O contágio do indivíduo sadio acontece quando ele entra em contato com água doce onde há a presença de caramujos infectados, hospedeiros intermediários do parasita. Quando chegam à fase de cercaria os Schistosoma mansoni deixam os caramujos e voltam para as águas dos rios e lagos, e é nesta fase que realizam a infecção. Uma vez dentro do organismo humano as cercarias passam a viver nas veias de drenagem do trato urinário, dos intestinos e fígado. Não há contágio direto entre um homem doente e um sadio, ou autoinfecção, entretanto, o ciclo de transmissão da doença é alimentado sempre que o indivíduo infectado deposita fezes (com ovos do parasito) próximo ou dentro de rios e lagos.

O tempo para que os primeiros sintomas da doença apareçam, dentre eles febre, dor de cabeça, calafrio, falta de apetite, diarreia e dor muscular varia entre duas e seis semanas. Quando o paciente passa a apresentar o quadro mais grave da esquistossomose os sintomas são o emagrecimento, fraqueza acentuada e o aumento do volume abdominal, a famosa barriga d’água. Dentre as complicações possíveis que a doença pode causar estão a fibrose da bexiga e do ureter, danos renais, problemas de fígado e até mesmo a morte.

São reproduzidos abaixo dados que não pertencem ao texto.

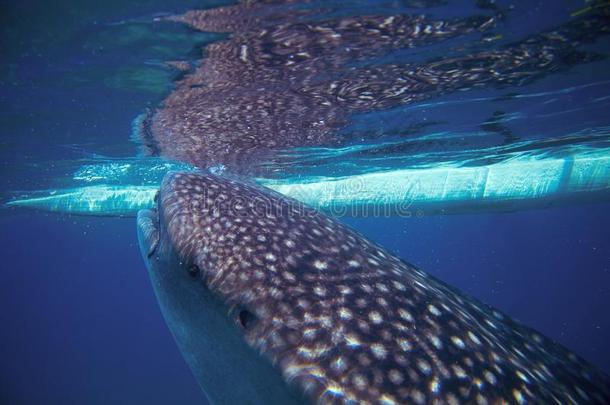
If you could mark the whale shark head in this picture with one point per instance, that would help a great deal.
(273, 302)
(208, 327)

Como o MS alerta, não há faixa etária ou grupo de risco para o contágio, porém, existem fatores de risco da doença, e dentre eles estão: não ter água potável e morar em comunidades onde falta saneamento básico; residir em comunidades rurais, especialmente as populações agrícolas e de pesca, e não fazer a higiene de forma adequada. Entre as parasitoses que afetam o homem a esquistossomose é uma das mais disseminadas no mundo e, de acordo com a Organização Mundial de Saúde está entre as doenças que mais preocupam as entidades que atuam em saúde pública pela importância e repercussão socioeconômica que possui.